Sur le premier point, aucun doute n’est permis et l’évidence est là : la crise actuelle est de nature systémique et il n’y a pas d’espace de la vie publique ou privée qui échappe désormais à cette terrible situation. La crise humanitaire a conduit les Vénézuéliens à consommer moins de deux fois par jour et à mourir faute d’obtenir des médicaments. Sur le plan économique, notre pays souffre aujourd’hui d’un processus hyperinflationniste qui nuit en priorité aux plus pauvres. Sur le plan politique… nous sommes en dictature.

Face à cette situation, nous avons choisi la voie démocratique et l’opposition a décidé d’utiliser la non-violence comme méthode de lutte. Ce qui nous amène à répondre à la deuxième préoccupation. Toute l’opposition démocratique réunie dans la MUD a exprimé le souhait d’un dialogue qui cherche des solutions réelles et concrètes pour les Vénézuéliens. Nos demandes pour qu’il soit couronné de succès ne sont rien de plus que l’ouverture d’un canal humanitaire qui apportera nourriture et de médicaments. Mais nous réclamons aussi le respect des droits de l’homme et donc la libération des prisonniers politiques et la tenue du référendum révocatoire prévu par la constitution.

Le monde entier a pu observer le 1er septembre que plus d’un million de citoyens sont descendus dans les rues de Caracas pour une grande journée de protestation civique pour accompagner ces exigences. Nous sommes convaincus que cette pression populaire et pacifique ainsi que le soutien des démocraties de par le monde permettront le changement politique souhaité par l’immense majorité.
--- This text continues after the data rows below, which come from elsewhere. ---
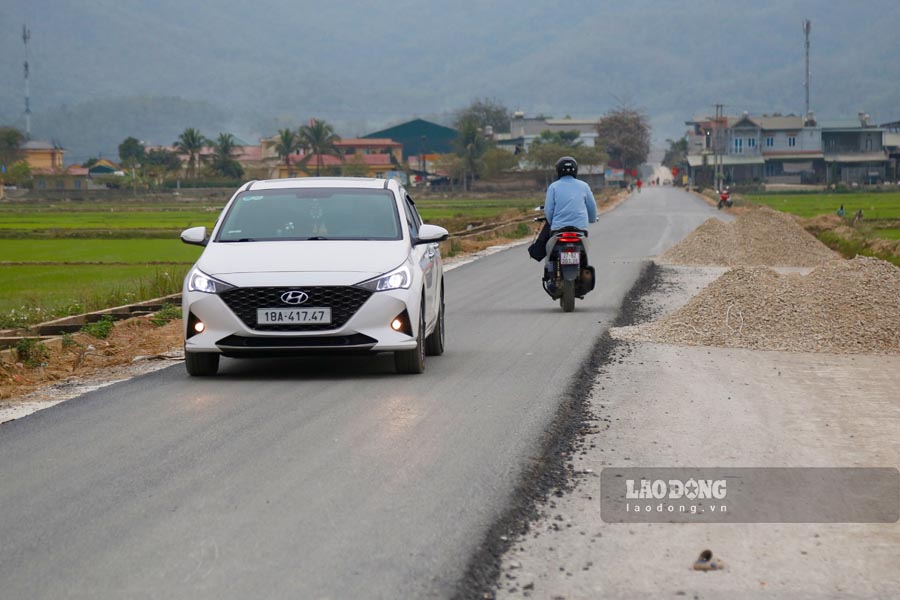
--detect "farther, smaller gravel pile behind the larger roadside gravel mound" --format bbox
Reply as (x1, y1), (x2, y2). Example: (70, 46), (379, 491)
(659, 207), (836, 267)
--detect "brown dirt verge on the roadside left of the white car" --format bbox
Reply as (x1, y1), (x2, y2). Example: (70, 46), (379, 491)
(0, 317), (183, 407)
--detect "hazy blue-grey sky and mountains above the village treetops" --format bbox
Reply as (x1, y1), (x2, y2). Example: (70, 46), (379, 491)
(0, 0), (900, 159)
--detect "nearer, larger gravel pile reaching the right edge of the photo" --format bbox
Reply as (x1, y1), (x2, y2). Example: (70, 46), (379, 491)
(614, 256), (900, 354)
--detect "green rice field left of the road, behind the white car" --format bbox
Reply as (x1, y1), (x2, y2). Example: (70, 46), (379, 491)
(0, 198), (542, 329)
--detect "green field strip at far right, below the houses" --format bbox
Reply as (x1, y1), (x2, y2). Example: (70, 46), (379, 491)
(747, 192), (900, 221)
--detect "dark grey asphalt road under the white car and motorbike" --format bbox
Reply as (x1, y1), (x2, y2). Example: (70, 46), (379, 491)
(0, 188), (716, 599)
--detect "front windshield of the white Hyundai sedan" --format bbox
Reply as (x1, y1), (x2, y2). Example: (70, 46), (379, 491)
(217, 188), (402, 242)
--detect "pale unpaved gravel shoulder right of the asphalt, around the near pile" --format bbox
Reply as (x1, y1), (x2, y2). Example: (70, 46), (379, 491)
(496, 267), (900, 598)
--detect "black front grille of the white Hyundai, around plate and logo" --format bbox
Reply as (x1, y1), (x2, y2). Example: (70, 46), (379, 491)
(219, 286), (372, 331)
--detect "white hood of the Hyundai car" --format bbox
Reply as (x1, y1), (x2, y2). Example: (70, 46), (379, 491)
(197, 240), (409, 281)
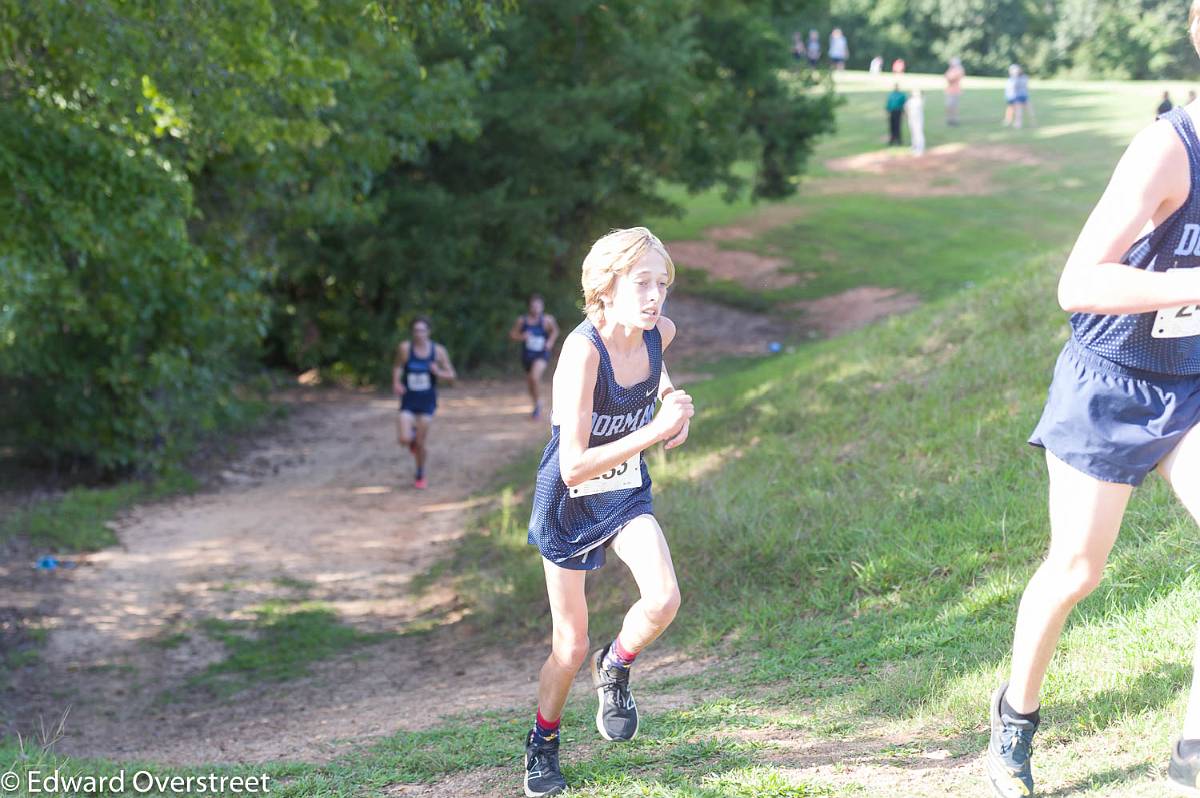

Mais ce ne sera pas suffisant. C’est ici qu’il s’agit de répondre à la troisième préoccupation. L’engagement des Vénézuéliens avec l’appui de la communauté internationale sera de refonder la démocratie sur une base plus équitable, et donc plus solide. Tous les membres de la MUD ont exprimé la volonté de reconstruire et réconcilier le Venezuela. Supporter au quotidien les abus de la dictature me conduit naturellement à un engagement sans faille pour que les échecs du passé ne soient plus jamais réédités.

Cet objectif ambitieux requiert un grand accord national lequel doit inclure tous les acteurs du spectre politique. Ma proposition consiste à former un gouvernement d’unité nationale, qui aille au-delà d’une simple coalition de partis. Un gouvernement engagé dans la consolidation démocratique de nos institutions, afin d’atteindre l’objectif qui a animé notre lutte au cours de ces années : que tous les droits soient garantis pour tous les Vénézuéliens, sans exception. Seul un gouvernement issu d’un tel accord national pourra affronter avec énergie et cohérence les défis prioritaires du Venezuela

Amis démocrates de par le monde mais surtout sur le continent européen, nous avons besoin de votre solidarité. Solidarité avec le Venezuela, solidarité avec la démocratie. Cette dictature nous impose de prendre parti parce que, comme Desmond Tutu l’a déclaré : « Si vous choisissez d’être neutre dans les situations d’injustice, vous avez choisi le côté de l’oppresseur. »

J’appelle à l’union de toutes les forces démocratiques, tant à l’intérieur qu’à l’extérieur du Venezuela, autour d’un objectif commun : la création, le maintien et la défense d’un système qui garantisse les libertés publiques et le respect de la démocratie.

Leopoldo Lopez, Prison de Ramo Verde, Septembre 2016.